The truth is, I have been absent from this written world for a wonderful reason. I have, at last, and for now, anyway, pulled myself out of the muck and mire that is my depression. (Now, for the love of all things holy, let’s all please knock on some wood together.) I’ve not been writing because I’ve been out living! Doing busy, normal, happy things! Without the three-hour naps in the afternoon, without the nighttime dread of the following morning (well, almost, because still, I will always be the person who snoozes three times and wishes for a nap as soon as she is out of bed). Without the crippling fear of leaving the house or the distinct, stomach-wrenching feeling that nothing at all in this life matters.
Instead, I’ve been reading at the beach. I’ve been helping a friend with her little ones (is there anything happier than a two-year-old who gazes up at you when you wake him from his nap and says, “Auntie Lauren, I’m glad you’re here!”?) I’ve been painting our master bedroom and refashioning it into a relaxing, clutter-free haven from the rest of my cheerful, lived-in apartment. I’ve been enjoying time with family: celebrating my father’s semi-retirement from the local fire department and meeting an aunt and cousin for lunch with my mom to reminisce about our sweet Gram.
And in all these good, good things of life, I managed to cram the fact of my depression into a teeny, tiny box and shove it way back, into the corner of my mind, and ignore it for awhile! Well, mostly ignore it, anyway. Of course I’ve kept up with therapy appointments and my medication. I’m not throwing caution to the wind, and I’m under no illusions that I am actually depression-free, because I don’t think that will ever be a reality for me. But as I felt more well, and engaged more fully with the world around me, it became hard to want to sit down and write about the disease that has taken those things from me before. Why would I want to continue to write about mental illness, force myself to think about the difficulties with which it has engendered my life, when I finally felt able to just go about my business and live?
And so, as days strung together into weeks, and those weeks into months, my accidental summer hiatus from blogging unfolded itself into my lap and stayed there. Whereas previously I had thought constantly about the blog, jotting down new ideas for posts and checking my views, I now felt strong enough to give myself freedom from that. I had new, real-world obligations and engagements, and my therapist viewed it as a healthy thing that I was not making myself beholden to my blog followers (sorry -- I really do love you!) since it is, in fact, my blog, not anyone else’s. It was good to remind myself that I didn’t owe this writing to anyone.

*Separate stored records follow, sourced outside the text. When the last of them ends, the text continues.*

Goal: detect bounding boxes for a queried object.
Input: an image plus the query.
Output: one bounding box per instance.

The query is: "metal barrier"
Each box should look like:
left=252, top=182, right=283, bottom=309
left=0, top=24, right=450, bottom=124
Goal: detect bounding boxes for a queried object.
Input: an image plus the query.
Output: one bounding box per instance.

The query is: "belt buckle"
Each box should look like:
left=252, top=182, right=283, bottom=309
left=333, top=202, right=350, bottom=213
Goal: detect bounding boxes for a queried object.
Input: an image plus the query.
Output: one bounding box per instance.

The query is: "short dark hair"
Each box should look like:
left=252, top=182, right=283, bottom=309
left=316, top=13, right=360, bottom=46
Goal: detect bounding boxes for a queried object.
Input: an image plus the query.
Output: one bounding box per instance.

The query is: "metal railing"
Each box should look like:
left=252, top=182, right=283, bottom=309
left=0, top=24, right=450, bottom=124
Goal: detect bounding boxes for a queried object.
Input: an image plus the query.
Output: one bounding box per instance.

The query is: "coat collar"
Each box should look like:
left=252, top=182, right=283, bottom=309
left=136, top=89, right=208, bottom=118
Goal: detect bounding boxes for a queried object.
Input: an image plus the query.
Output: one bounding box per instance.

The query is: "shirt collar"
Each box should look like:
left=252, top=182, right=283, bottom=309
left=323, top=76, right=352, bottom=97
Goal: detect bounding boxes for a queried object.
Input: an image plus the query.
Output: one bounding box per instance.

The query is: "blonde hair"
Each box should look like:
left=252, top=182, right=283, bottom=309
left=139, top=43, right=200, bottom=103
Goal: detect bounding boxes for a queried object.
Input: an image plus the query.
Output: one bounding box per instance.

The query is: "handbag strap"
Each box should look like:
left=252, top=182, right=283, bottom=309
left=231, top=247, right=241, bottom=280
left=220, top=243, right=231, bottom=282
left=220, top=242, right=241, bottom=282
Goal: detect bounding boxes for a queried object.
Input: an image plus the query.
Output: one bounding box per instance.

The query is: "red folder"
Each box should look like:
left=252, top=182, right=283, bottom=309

But time has passed and I am learning to settle into life as a mentally healthy person. (Once again, and I cannot stress this enough: I am not taking this for granted, and I am certainly not magically healed. I’m just doing better.) And I have found that I do miss the writing, and the processing that it helps me do as I pick my way through the brambly, overgrown pathways of living with depression and anxiety. And those of you who have reached out have made it clear to me that there is something of value here for others, as well. So rather than continue the hiatus, which has allowed me some time to enjoy the summer and heal privately, I will journey on publicly once again. I hope you’ll find the trek valuable, whether it offers you encouragement, solidarity, information, or understanding.
So, here we go again! Thanks -- as always --for being here.